The Spirit is moving as we demand justice for George Floyd. The Spirit is moving as we question mass incarceration and the industrial food systems that have fueled the pandemic. The Spirit is moving as we wonder why “essential” workers aren’t always compensated fairly for their labors. The Spirit is moving as we question why economic inequality and racial inequities have led to more deaths among people of color. The Spirit of the Lord is upon us as we preach the good news of God’s loving vision for a world filled with radical generosity and peace. Good news that is for the poor, good news that is freedom for the imprisoned, good news that is sight to those who are unseeing, good news to those who cannot breathe, and good news aligned with what Jesus lived… and breathed.

So, today, as a dispersed church in the world, we are encouraged to act as the church.
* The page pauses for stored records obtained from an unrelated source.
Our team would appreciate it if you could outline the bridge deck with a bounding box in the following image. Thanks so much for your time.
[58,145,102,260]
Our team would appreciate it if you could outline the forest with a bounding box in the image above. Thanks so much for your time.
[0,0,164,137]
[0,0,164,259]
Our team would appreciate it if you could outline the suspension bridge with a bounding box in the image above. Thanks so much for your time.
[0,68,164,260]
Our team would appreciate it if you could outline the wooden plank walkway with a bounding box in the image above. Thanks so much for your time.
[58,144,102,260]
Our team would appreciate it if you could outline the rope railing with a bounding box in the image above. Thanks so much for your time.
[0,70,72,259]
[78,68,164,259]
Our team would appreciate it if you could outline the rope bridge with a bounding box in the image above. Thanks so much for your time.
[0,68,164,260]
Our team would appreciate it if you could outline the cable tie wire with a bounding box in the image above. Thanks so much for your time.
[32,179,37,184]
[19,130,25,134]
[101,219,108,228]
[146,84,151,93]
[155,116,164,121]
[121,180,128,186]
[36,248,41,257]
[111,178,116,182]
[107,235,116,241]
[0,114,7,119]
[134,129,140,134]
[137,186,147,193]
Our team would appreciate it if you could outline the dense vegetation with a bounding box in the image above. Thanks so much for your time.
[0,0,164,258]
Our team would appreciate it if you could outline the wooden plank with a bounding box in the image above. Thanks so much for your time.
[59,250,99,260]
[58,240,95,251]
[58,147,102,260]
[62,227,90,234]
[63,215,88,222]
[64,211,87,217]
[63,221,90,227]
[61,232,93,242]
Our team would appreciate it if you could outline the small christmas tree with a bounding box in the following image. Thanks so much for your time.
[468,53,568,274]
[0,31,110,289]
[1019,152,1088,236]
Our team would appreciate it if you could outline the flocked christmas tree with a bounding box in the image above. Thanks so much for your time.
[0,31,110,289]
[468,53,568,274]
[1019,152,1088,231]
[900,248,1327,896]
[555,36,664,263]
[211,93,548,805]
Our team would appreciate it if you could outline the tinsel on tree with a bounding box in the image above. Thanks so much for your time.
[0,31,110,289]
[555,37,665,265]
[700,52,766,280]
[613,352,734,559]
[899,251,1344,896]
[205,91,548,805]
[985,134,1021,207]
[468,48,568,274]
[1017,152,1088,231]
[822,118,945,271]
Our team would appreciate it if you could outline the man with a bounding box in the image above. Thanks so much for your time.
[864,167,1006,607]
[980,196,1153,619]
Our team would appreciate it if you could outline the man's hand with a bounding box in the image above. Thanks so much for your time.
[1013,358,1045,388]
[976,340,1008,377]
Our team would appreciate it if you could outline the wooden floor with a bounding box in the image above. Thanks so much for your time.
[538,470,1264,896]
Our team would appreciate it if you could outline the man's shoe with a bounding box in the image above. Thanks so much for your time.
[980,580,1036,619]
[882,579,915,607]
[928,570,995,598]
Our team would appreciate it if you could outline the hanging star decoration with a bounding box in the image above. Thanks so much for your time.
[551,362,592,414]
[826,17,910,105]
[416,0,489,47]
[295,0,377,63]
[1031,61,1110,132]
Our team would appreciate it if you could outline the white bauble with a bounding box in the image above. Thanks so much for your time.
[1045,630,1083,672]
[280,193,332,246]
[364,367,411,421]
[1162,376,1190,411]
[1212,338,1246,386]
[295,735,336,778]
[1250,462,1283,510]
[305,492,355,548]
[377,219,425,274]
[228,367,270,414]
We are encouraged to preach that good news. So, at Wicker Park Lutheran Church we again say that Black Lives Matter. As Lutherans, we say that racism and white supremacy are sins.[2] We condemn all that seeks to divide as antithetical to Christ’s message. Today, we are resolved to move with the Spirit of justice. Today, we commit ourselves to deepen the work of our Antiracism Committee for Transformation (ACT for short). Today, we say that our God stands for life, for breath, and for justice.

That is the good news, siblings in Christ. That is Pentecost. The Spirit is moving, and she’s moving quickly. The Spirit is among us, within us, and is spreading like wildfire. The Spirit is the backbone of this church, the Spirit is the backbone of our faith, and the Spirit is the confirmation that Christ is risen indeed. Alleluia! Amen.